Do Adjustable-Rate Mortgages Make Sense In a Hot Housing Market?
Turning to Adjustable Rates
Demand for mortgages is plummeting, as the Mortgage Bankers Association reported total mortgage application volume fell 8.3% last week, compared to seven days prior. Going back a full calendar year, applications were down by half.
Analysts say this is due to rising mortgage rates, as the average 30-year fixed-rate mortgage stands at 5.37%, the highest it’s been since 2009. During the same week in 2021, the average rate was 3.17%. In response, homebuyers are increasingly turning to adjustable-rate mortgages, or ARMs. The ARM share of applications checked in at 9% last week, double what it was in January.
What is an ARM?
The best way to understand adjustable-rate mortgages is by comparing them to fixed-rate loans. When you finance the purchase of property with a fixed-rate mortgage, the interest rate doesn’t change over the life of the loan. By definition, the interest rate fluctuates over time for ARMs.
Sometimes called floating or variable-rate mortgages, the rate for an ARM is periodically reset based on an index or standard benchmark. Often the rate initially agreed upon remains constant for five years, after which it adjusts annually usually as a premium added to a reference rate such as SOFR, the Secured Overnight Financing Rate.
How Buyers Should Prepare
The average rate on a five-year ARM checked in at 4.28% last week, a full percentage point lower than the average 30-year fixed-rate, so it’s not hard to see why they’d be popular. Still, advisors note it’s important to consider the potential downside as well.

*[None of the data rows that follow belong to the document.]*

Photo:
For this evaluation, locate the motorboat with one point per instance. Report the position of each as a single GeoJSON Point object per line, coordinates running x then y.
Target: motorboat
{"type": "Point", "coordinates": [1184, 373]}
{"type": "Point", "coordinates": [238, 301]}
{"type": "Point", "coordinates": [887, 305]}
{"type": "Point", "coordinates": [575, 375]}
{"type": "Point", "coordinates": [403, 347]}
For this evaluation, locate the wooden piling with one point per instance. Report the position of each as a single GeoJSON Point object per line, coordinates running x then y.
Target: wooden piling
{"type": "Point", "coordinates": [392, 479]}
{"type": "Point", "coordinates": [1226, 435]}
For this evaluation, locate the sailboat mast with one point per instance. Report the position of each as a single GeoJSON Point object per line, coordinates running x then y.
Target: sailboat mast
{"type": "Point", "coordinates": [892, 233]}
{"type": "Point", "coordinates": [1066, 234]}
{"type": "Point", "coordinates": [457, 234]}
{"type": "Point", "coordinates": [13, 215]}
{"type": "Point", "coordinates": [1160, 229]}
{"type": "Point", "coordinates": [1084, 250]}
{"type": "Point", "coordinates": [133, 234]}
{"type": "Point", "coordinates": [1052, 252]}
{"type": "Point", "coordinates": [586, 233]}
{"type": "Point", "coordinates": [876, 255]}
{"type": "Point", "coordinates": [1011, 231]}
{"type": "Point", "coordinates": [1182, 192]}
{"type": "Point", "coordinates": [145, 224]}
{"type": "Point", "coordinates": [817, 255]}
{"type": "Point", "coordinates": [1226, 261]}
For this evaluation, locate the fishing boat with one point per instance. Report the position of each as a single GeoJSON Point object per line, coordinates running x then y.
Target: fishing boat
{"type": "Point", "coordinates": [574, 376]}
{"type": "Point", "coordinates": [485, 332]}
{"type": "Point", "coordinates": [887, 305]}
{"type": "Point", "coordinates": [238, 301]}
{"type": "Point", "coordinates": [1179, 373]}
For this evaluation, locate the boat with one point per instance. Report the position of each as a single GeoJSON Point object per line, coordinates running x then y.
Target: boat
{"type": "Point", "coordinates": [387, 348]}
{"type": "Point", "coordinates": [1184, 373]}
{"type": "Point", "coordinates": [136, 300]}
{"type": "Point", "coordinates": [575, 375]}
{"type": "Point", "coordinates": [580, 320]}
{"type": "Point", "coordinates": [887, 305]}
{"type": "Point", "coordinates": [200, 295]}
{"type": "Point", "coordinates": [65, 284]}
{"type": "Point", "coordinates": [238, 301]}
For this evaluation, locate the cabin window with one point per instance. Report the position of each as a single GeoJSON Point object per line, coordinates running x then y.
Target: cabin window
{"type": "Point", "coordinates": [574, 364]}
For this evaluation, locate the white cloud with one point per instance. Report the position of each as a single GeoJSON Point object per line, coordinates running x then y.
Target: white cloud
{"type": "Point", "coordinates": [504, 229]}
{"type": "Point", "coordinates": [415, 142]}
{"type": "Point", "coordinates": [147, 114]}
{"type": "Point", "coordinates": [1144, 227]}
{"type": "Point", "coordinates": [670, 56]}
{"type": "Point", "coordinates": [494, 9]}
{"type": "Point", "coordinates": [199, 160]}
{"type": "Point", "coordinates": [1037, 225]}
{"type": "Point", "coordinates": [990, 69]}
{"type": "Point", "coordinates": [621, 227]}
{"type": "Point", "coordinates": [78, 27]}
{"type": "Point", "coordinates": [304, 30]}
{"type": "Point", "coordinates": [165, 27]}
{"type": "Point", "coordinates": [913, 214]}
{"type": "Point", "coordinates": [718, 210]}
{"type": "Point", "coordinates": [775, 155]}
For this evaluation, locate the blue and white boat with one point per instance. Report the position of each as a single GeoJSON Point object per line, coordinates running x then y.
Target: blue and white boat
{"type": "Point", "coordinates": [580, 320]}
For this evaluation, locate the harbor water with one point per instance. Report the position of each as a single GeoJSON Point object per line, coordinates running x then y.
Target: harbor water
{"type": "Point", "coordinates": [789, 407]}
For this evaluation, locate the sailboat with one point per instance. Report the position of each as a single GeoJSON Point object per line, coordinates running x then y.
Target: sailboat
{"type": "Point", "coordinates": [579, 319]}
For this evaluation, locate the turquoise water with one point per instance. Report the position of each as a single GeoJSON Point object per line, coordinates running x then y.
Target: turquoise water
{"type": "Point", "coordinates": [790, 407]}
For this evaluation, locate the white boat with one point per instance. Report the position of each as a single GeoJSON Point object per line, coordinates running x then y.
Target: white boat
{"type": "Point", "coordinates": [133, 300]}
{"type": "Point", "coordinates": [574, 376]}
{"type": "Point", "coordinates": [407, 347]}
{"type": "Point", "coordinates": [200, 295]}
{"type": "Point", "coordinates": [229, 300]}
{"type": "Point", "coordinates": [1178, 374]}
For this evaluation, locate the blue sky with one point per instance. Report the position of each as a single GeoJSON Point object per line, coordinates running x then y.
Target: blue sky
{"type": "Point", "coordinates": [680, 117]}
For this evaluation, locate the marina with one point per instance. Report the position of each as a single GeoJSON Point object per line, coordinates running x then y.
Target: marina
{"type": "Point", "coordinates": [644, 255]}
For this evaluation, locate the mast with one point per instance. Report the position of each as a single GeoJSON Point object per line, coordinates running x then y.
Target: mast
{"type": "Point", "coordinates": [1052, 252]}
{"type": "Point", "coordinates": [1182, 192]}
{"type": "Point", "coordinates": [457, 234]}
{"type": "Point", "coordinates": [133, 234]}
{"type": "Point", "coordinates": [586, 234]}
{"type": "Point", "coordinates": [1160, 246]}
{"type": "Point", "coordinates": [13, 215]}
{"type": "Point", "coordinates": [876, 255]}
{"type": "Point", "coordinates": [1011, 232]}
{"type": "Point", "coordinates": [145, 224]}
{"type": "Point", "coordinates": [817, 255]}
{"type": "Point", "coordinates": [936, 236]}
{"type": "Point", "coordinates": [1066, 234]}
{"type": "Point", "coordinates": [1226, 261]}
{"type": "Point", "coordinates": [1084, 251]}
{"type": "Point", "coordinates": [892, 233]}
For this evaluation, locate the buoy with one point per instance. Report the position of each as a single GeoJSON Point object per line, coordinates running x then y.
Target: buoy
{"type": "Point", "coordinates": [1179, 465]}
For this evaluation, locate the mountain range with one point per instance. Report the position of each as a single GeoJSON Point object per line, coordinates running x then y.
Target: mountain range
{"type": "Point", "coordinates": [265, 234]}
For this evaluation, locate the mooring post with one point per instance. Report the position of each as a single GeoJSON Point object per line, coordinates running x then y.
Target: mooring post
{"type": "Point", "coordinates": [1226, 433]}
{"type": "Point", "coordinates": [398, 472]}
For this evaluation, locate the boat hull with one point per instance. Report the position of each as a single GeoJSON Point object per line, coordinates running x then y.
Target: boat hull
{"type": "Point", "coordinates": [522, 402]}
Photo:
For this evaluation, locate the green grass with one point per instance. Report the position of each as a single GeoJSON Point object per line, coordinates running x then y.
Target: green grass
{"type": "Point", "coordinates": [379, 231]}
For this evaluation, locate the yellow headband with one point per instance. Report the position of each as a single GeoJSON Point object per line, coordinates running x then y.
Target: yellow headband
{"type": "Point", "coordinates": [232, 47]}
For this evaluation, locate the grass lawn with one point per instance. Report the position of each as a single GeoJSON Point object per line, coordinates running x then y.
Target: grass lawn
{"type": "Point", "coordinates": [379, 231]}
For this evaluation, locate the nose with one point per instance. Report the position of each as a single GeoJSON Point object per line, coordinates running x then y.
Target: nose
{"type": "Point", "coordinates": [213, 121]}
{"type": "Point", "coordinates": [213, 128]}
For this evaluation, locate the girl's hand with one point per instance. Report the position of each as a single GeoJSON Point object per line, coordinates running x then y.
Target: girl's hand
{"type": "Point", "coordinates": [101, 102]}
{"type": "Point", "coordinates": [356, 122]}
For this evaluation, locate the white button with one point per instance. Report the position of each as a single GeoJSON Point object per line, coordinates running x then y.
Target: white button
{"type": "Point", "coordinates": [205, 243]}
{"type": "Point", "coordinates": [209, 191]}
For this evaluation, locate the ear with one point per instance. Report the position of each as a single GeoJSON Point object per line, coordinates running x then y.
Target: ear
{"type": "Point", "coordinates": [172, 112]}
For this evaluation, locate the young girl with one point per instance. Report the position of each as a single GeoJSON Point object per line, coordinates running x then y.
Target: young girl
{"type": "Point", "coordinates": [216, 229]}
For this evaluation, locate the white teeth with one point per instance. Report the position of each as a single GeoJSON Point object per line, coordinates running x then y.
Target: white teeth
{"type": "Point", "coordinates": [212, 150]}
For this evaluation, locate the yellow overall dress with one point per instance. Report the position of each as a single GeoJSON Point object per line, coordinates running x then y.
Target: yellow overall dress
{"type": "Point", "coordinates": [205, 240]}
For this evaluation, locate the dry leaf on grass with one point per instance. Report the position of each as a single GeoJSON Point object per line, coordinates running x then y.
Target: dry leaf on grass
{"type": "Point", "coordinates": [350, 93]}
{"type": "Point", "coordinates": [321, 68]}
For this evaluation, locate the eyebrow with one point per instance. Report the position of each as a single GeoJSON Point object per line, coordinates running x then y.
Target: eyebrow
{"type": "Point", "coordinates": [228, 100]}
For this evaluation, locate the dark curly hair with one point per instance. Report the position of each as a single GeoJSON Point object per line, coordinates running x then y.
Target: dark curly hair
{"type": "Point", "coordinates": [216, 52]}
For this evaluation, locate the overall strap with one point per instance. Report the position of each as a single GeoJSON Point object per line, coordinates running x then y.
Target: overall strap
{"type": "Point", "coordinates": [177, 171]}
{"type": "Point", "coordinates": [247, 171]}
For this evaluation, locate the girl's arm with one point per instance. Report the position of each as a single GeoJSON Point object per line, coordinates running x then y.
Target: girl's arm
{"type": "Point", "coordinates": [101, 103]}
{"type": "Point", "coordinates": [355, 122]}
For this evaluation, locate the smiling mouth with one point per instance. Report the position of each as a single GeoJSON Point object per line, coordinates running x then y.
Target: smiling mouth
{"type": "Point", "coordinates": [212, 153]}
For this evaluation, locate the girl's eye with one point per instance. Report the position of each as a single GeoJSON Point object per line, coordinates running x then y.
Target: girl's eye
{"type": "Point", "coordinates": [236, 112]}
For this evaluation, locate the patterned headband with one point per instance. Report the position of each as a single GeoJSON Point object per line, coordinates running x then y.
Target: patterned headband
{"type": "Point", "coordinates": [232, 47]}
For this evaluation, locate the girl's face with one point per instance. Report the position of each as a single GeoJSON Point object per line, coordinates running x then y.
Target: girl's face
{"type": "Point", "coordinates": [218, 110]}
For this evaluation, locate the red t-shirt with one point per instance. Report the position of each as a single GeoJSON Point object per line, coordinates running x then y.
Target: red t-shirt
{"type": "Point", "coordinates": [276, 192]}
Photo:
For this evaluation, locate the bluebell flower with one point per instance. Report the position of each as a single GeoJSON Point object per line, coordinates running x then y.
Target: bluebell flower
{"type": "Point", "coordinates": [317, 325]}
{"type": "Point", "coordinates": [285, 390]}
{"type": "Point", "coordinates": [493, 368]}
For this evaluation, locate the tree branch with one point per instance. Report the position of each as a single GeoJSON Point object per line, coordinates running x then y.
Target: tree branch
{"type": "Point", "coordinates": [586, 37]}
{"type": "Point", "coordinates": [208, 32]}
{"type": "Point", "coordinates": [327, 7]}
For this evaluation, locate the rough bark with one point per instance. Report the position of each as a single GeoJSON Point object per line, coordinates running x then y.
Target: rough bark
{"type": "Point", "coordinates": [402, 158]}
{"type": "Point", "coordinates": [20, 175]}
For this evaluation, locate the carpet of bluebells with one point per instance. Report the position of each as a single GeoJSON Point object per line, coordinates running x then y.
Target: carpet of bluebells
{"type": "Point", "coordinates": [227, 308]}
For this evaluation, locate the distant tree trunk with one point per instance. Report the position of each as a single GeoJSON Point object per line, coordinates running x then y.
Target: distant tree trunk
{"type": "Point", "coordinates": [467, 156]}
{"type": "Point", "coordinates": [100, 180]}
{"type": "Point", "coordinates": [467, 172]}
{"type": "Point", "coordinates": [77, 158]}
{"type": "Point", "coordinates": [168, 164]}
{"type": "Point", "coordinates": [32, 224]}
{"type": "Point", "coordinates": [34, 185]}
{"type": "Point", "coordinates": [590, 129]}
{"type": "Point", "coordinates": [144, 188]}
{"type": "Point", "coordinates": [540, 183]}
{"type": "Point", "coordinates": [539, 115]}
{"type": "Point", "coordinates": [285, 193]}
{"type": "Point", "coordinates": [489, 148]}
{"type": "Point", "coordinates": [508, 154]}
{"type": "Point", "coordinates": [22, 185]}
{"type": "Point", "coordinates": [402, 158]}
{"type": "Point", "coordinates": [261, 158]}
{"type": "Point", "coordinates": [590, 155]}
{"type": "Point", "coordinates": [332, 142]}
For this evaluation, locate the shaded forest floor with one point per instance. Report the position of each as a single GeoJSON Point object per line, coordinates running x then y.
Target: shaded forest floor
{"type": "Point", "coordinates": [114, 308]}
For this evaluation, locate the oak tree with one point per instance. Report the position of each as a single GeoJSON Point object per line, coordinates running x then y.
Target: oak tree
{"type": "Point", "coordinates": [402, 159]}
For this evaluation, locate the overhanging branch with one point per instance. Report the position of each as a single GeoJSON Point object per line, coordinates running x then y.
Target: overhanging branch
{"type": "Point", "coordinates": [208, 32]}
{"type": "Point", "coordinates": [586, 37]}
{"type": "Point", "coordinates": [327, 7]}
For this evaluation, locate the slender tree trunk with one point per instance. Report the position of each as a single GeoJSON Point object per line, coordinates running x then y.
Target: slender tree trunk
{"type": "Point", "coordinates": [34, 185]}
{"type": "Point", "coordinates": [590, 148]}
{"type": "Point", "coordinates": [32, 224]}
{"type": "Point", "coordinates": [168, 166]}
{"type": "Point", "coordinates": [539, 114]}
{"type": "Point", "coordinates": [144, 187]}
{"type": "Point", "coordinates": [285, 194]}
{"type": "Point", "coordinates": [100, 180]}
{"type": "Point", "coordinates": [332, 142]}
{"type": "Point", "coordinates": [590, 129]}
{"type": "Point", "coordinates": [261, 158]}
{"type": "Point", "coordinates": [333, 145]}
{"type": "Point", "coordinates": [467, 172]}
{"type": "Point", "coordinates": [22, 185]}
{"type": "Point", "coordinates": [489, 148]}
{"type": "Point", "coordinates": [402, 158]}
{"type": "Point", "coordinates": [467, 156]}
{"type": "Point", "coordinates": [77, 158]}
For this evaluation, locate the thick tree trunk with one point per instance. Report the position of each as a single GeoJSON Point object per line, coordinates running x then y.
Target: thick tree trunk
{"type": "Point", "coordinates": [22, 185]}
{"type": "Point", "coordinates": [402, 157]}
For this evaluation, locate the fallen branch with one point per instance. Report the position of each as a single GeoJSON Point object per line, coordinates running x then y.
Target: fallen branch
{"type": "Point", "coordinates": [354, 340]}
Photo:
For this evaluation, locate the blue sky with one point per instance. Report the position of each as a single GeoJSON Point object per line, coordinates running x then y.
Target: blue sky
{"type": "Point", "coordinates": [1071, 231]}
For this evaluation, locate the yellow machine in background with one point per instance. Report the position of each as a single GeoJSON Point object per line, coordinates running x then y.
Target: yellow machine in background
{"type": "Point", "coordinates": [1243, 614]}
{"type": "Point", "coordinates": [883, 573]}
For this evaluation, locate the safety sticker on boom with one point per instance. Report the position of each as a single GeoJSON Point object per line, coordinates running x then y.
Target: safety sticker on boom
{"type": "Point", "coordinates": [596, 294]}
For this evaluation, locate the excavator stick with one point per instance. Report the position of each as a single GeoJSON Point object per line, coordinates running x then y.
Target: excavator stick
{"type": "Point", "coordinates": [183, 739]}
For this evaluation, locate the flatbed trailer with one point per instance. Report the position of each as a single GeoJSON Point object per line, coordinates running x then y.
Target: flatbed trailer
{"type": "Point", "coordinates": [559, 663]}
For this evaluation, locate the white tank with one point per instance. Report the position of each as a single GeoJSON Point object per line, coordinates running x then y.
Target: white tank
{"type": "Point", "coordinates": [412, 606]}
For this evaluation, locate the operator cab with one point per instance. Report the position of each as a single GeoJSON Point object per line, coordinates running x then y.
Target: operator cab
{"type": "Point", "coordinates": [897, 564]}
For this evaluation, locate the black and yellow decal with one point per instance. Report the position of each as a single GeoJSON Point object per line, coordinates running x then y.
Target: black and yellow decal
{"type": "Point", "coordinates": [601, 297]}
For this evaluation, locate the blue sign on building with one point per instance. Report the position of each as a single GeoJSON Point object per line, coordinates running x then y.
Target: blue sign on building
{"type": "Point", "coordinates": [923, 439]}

Borrowers are typically cautioned they should envision a potential “worst case” scenario before signing on for an ARM. Rather than imagining a 1% or 2% increase after the loan’s initial period, consider the possibility of the rate rising by 3% or 4%. It may seriously impact a borrower’s ability to cover the monthly payments. Also note that some ARMs set a maximum amount for the initial increase, and there can be a lifetime adjustment cap as well.
If you’re seriously considering an adjustable-rate mortgage, it is highly recommended that you know all the facts before making a commitment. What’s the limit on how high/low the rate can go, and how often will the rate change?
If your rate reaches the maximum, would you still be able to afford to make payments? When rates change, how quickly will that affect your monthly payment? Calculate all these contingencies with your potential lender.
Each lender is different, so don’t make any assumptions about how your adjustable-rate mortgage will play out. After learning the loan details, you may decide that an ARM is right for you. If you aren’t comfortable with the terms, you might opt for a fixed rate.